Nicola Shaw, the chief executive of the water utility, received a base salary of £585,000 and a total pay package of £1.03mn — including a £371,000 bonus; 42.2 per cent of the maximum allowed — according to the 2023-2024 annual report published this week.
Last year Shaw did not receive a bonus and took home £718,000 for the 10-month period, after joining in May 2022.
The payout comes after Yorkshire Water, which serves 5mn households in the north of England, was rapped by the regulator in April after a burst water pipe seriously limited water supply for a fortnight late last year.
Ofwat said 12,700 households were affected with customers left struggling “to go about their daily lives”, and the regional monopoly failing to provide adequate support such as bottled water.

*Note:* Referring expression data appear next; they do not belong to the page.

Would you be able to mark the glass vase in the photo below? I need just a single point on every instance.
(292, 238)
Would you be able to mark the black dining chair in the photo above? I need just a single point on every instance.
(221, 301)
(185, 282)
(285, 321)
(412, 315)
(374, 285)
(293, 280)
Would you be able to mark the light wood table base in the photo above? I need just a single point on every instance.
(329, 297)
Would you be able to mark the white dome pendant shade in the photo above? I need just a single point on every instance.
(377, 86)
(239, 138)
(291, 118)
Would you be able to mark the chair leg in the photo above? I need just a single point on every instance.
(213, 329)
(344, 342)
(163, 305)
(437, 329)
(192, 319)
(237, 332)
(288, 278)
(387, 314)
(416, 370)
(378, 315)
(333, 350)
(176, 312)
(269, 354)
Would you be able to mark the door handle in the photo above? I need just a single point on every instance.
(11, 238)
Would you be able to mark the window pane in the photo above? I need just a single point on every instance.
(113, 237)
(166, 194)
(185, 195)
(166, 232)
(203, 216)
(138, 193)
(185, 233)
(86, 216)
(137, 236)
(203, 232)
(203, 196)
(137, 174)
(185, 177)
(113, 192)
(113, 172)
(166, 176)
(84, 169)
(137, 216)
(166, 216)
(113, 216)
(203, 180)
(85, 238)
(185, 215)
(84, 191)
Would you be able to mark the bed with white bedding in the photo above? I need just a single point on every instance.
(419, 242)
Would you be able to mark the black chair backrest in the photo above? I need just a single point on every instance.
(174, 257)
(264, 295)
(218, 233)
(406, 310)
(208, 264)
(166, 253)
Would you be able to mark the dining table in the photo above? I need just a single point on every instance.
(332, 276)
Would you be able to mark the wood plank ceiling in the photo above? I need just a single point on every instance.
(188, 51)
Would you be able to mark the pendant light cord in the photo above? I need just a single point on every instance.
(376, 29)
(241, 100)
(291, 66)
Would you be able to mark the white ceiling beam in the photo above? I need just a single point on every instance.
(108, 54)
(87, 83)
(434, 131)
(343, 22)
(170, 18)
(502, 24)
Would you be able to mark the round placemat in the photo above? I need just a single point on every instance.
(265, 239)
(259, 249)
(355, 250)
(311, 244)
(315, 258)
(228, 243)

The new Labour government meanwhile laid out plans during Wednesday’s King’s Speech to make bosses of water companies face personal criminal liability for breaking laws on water quality. The bill will also give new powers to Ofwat to ban bonuses if environmental standards are not met.
Yorkshire Water said in its annual report that the board “recognises that the business did not achieve the level of performance required”, and that there were a number of “serious pollution events”.
According to Environment Agency data, it was the second-worst company for sewage spills last year and received a downgrade in its environmental performance rating, from three to two stars.
Shaw, a former chief executive of the HS1 high-speed railway line, will also receive undisclosed pay from her roles at Kelda Holdings, Yorkshire Water’s Jersey-registered parent company. She also holds an additional role as non-executive director at International Airlines Group.
Kate Bayliss, an academic and water expert at the University of London Soas, said water companies are “clearly not reading the room, given the public outrage at their performance, especially when these pay packages are funded by customer bills and there is a cost of living crisis”.
“There is clearly no evidence that higher CEO salaries lead to better performance when it comes to environmental and social outcomes,” she added.
Ofwat has provisionally agreed a 25 per cent increase in bills for customers of Yorkshire Water, which would see households pay £537 a year by 2030, up from the current £430. A final decision will be made by December as part of the regulator’s five-year settlement with water companies.
Yorkshire Water paid £84.1mn in dividends within the group structure, up from £62.3mn over the previous 12 months.
The company said its “ultimate shareholders have not received a dividend for the last eight years”. Its owners include Singaporean wealth fund GIC, Corsair Infrastructure Management, DWS and SAS Trustee Corporation.
Other water companies have also paid out bonuses. Thames Water awarded its new chief executive Chris Weston a £195,000 bonus and total pay of £437,00 for the three months to the end of March.
Severn Trent chief executive Liv Garfield received a £584,000 bonus and total pay of £3.2mn in the year to the end of March, while Southern Water chief executive Lawrence Gosden received a £183,000 bonus for the year to March 31, increasing his total pay for the year to £764,000.
Yorkshire Water said its bonus scheme takes into account “customer service and environmental measures, as well as considering the wider performance of the business in the round.”
“Over the past year we’ve been making great strides to improve our performance as a company and the hard work is starting to pay off.”